Manohla Dargis’s article prompts me to think about filmmaker Justin Lin. Lin’s young film career is characteristic of the studio-indie age before its current malaise. Lin went to great lengths, personal sacrifice and debt to make his solo debut feature film, Better Luck Tomorrow, a film that premiered at the 2003 Sundance Film Festival to critical acclaim, a distribution deal with MTV Films and eventually, work as a director for studios such as Universal Pictures and Touchstone Pictures. My interest in Lin lies not in discussing his merits as a filmmaker. Rather, I am interested in how Lin’s trajectory embodies a set of digital age D.Y.I. generational tactics and strategies that emerged in a tradition of American cinema that has rarely found studio traction during independent cinema’s Hollywood bubble: Asian American cinema. After Lin made his Hollywood films, Annapolis (2006) and The Fast and the Furious: Tokyo Drift (2006), he returned to the world of the independent cinema to make the film, Finishing the Game (2007). The promotional campaigns for Better Luck Tomorrow and Finishing the Game embody the practices of digital age independent cinema culture discussed by Dargis, but Lin’s strategy is both unique and instructive, I suggest, for its form of Asian American political and cultural engagement.

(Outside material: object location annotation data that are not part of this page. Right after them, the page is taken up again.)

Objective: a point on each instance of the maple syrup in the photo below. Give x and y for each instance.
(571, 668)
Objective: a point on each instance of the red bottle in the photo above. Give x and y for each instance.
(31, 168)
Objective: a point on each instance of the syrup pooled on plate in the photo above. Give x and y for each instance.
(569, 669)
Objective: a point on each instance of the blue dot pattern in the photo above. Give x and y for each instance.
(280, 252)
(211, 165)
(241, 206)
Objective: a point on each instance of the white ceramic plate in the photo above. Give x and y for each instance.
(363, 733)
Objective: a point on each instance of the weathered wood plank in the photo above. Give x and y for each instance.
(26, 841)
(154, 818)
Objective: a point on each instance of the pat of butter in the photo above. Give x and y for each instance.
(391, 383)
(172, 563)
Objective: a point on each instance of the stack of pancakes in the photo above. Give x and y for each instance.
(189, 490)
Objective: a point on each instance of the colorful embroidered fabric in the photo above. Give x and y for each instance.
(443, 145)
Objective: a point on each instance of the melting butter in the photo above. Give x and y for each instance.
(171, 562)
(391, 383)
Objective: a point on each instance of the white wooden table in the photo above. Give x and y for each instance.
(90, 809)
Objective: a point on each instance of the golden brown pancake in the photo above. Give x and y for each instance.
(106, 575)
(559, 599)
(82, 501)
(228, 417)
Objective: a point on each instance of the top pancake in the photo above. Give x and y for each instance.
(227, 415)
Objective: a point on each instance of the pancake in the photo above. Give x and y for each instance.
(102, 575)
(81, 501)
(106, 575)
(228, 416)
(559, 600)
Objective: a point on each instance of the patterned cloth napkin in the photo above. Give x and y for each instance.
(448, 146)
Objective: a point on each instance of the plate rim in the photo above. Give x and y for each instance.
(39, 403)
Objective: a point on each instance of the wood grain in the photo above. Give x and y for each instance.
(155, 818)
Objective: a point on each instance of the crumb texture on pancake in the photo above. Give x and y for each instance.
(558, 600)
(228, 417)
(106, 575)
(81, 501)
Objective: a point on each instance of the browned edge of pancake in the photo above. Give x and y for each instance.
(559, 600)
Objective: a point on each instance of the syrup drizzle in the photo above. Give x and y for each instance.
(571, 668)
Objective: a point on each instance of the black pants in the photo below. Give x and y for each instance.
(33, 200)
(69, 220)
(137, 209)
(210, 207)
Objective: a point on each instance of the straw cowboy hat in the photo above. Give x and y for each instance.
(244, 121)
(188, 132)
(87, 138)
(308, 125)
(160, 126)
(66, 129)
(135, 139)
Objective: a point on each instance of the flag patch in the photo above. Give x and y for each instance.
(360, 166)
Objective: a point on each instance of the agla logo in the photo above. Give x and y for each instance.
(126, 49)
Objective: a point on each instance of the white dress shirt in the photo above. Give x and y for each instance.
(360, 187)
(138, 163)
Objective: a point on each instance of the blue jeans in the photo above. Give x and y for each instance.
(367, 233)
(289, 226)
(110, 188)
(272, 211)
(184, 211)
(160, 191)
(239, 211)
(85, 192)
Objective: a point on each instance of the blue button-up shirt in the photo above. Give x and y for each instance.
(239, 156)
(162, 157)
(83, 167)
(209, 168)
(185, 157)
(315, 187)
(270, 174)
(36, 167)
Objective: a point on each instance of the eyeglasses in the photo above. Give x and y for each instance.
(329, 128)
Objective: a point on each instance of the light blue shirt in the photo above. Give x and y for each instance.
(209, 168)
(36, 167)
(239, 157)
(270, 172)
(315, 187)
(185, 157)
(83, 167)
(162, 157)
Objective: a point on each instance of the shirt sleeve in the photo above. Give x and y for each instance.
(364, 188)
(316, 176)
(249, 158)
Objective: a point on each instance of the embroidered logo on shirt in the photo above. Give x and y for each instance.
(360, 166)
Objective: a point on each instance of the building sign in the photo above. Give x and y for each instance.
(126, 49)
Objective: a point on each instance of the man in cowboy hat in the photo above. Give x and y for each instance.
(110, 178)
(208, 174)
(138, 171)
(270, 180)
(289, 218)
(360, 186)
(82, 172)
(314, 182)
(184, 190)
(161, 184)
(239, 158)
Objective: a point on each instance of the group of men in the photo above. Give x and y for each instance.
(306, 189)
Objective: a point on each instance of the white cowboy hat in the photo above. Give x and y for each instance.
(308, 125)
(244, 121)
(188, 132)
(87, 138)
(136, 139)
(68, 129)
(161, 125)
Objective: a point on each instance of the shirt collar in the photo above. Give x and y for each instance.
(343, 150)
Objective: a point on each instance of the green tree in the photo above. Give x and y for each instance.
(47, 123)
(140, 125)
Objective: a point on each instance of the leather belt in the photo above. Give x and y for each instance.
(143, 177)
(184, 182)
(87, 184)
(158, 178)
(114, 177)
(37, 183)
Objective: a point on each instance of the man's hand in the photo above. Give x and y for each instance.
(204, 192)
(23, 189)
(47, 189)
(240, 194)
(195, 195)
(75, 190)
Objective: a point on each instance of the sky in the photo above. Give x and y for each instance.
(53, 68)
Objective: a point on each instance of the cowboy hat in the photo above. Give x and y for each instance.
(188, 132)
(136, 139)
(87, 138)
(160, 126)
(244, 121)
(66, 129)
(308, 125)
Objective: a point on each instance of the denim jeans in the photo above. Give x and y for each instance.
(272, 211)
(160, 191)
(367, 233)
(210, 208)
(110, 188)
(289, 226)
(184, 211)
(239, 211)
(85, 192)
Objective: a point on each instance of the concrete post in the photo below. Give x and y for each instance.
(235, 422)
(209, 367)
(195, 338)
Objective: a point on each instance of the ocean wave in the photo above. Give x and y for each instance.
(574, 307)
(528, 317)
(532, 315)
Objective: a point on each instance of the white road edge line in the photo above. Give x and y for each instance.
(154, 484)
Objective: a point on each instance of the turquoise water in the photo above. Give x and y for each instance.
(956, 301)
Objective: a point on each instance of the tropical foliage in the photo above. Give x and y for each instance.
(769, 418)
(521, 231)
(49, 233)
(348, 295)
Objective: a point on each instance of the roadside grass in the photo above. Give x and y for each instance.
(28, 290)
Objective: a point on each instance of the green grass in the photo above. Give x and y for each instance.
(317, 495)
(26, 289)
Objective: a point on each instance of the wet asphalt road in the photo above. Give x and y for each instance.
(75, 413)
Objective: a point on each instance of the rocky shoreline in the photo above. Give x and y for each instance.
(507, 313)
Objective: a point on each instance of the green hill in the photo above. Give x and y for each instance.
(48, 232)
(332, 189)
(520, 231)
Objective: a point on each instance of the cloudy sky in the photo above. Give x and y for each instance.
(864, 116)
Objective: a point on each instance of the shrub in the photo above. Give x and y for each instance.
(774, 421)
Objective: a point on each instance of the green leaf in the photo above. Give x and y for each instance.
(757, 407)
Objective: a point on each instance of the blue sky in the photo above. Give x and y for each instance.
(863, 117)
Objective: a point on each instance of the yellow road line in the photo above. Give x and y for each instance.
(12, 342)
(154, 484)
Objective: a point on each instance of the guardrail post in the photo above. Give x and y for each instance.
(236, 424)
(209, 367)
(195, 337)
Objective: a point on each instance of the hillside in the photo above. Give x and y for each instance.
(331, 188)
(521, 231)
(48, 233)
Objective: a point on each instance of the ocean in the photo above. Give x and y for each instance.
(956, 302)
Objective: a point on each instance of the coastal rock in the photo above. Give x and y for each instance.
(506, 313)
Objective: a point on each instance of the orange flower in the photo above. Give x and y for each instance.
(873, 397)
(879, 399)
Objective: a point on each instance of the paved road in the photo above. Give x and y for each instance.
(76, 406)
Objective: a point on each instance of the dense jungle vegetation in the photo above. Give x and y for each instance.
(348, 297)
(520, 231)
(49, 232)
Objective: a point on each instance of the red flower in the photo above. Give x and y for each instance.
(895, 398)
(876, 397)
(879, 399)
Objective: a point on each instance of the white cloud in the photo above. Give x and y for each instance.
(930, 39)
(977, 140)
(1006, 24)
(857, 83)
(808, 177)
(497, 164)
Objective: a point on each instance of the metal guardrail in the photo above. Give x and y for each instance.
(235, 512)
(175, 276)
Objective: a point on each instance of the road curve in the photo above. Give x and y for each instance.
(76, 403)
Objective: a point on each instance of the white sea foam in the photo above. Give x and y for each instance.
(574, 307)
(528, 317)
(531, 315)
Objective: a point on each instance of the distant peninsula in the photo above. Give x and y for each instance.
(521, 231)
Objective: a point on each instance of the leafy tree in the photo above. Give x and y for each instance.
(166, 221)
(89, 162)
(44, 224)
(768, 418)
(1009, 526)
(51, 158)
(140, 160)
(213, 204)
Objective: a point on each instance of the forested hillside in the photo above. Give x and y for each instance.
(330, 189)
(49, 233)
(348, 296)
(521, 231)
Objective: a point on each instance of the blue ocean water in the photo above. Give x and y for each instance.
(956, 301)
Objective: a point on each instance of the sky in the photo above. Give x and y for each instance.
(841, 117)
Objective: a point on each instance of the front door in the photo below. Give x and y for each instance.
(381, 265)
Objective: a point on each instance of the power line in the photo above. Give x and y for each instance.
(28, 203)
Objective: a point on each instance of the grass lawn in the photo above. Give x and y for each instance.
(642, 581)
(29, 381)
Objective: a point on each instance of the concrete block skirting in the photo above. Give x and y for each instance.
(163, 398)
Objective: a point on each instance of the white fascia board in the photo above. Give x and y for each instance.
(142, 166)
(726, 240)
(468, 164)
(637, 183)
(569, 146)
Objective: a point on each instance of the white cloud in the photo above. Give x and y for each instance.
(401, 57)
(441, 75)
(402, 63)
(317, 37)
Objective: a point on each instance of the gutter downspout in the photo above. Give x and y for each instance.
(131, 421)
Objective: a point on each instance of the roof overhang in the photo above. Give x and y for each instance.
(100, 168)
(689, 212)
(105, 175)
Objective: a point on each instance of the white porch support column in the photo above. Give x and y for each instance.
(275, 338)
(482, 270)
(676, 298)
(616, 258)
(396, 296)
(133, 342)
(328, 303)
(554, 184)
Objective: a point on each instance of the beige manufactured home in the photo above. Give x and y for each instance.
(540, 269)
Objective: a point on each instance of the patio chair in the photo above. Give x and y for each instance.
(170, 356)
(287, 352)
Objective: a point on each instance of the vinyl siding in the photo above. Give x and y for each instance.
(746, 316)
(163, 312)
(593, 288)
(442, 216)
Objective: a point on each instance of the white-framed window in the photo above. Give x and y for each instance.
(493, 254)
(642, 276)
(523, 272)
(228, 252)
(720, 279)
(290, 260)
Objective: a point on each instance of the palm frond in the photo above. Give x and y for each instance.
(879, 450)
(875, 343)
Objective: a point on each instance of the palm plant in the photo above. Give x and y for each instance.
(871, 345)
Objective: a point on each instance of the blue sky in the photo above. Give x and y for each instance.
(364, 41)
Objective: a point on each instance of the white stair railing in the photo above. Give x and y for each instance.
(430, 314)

The strategies behind Lin’s films reveal aims that went beyond simply “breaking out” as most independent films aspire to do. Instead, Lin’s films became platforms for community organizing and engagement that sought to impact the meaning of Asian America in American film history and popular culture.
To be sure, both films are notable for how they critically explore race and representation and both took refuge in the lean, but creatively free world of independent cinema. Better Luck Tomorrow tells the story of a group of high school students who use their status as academic overachievers to mask and enable their illicit activities. Finishing the Game is a mockumentary about the search for an actor to replace Bruce Lee after his unexpected death during the filming of Game of Death (1978). When considered through the lens of Asian American representation, each film becomes a provocative commentary on stereotypes, genre and cinema. As non-studio productions, Lin maintained a creative commitment to an Asian American agenda that included, among other objectives, introducing a range of multi-dimensional Asian American characters and showing how Asian America is a commercially viable audience and source of cinema. This creative independence and ethical imperative became inter-articulated with the political and cultural tactics behind the digital D.Y.I. promotional campaigns for the films. I want to save a fuller discussion of Justin Lin for another time and focus on just some of the practices that emerged from Lin’s films. My tack in exploring this topic is to study selected new media activities as part of a larger example of Asian American community organizing and political engagement in the digital age. In this regard, Lin is a pioneering figure.